The Bush administration has expanded the US intervention in Colombia with the organization of a specific military aid program aimed at protecting an oil pipeline running through the province of Putumayo against guerrilla attacks. A special Colombian army battalion was created for that purpose, with its operations directed by US Special Forces advisors. Meanwhile, Washington has pushed through “free market” reforms that have opened up Colombia’s oil fields to nearly unrestricted exploitation by US-based energy corporations.

On October 10, with the passage of the 2005 Defense Authorization Act, the US Congress approved a provision doubling the size of the US military contingent permanently deployed in Colombia from 400 to 800. It also raised the ceiling on the number of US-supplied military contractors and mercenaries from 400 to 600. These forces are regularly supplemented by military units rotating through Colombia on “exercises” and training missions.

In the course of Bush’s fleeting encounter with the Colombian press, one reporter asked him if he supported the Uribe government’s negotiations with the right-wing paramilitary forces organized under the umbrella of the AUC (United Self-Defense Forces of Colombia).

There is a long record of close collaboration between the Colombian military and the AUC, which has been the end recipient of not a small share of the increased military aid from Washington. The rightist paramilitaries have been blamed for the lion’s share of massacres of civilians and assassinations of trade unionists, peasant organizers and other perceived opponents of the government and Colombia’s ruling elite.

The Uribe government is negotiating with the AUC leaders, including several who are under indictment in the US on drug-trafficking charges, seeking the organization’s military demobilization in return for what amounts to amnesty for the crimes it has carried out. Critics have charged that several leaders of drug cartels have joined the talks, claiming to be part of the AUC, in order to avoid prosecution or bargain for sharply reduced penalties. According to some estimates, AUC and traffickers under its protection account for 40 percent of Colombian cocaine exports.

During 2003, the last year in which the government attempted a negotiated settlement with the AUC, the ultra-rightist group carried out 16 massacres, 362 assassinations and 180 kidnappings.

Bush dodged the question about Uribe’s talks with the AUC, answering with praise for the Colombian government’s “effective strategy and the willingness to fight the FARC.” This exchange accurately reflected the US government’s indifference to the war crimes and drug trafficking of the Colombian rightists—even though Washington has officially classified the AUC as a terrorist organization—while it calls for a redoubled offensive against the anti-government guerrillas.

Bush’s lightning visit to Cartagena marked the fifth time he has met with Uribe since the latter’s election in 2002. The Colombian president is the only leader of a major Latin American country who supported the US invasion of Iraq. He has hewed so closely to the US foreign policy line that Colombians refer to him as Bushito, or little Bush.

The last meeting between the two took place in April at the White House, where they announced an agreement to pursue a bilateral free trade pact.
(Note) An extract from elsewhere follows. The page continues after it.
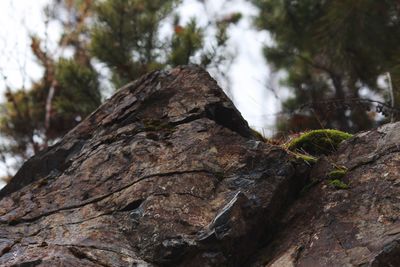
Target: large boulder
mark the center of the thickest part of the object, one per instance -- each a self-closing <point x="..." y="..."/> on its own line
<point x="165" y="173"/>
<point x="356" y="224"/>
Uribe referred repeatedly to the proposed pact in his remarks on Monday, stressing “the importance of the legal agricultural economy in Colombia prospering to give real alternatives to our peasants.” Bush, however, remained virtually silent on the pending deal.

One senior Colombian diplomat expressed the Uribe regime’s disappointment over Bush’s failure to strongly endorse the pact. “The backing in the struggle against drugs and matters of cooperation was magnificent,” he told the AFP news agency, “even though I must admit that we had hoped for a more forceful pronouncement in relation to President Uribe’s appeal for achieving the signing of the free trade agreement.”

Washington’s focus is not the signing of free trade pacts in Latin America, but rather the escalation of its military intervention in the region as a means of asserting control over its markets and sources of strategic raw materials, particularly oil.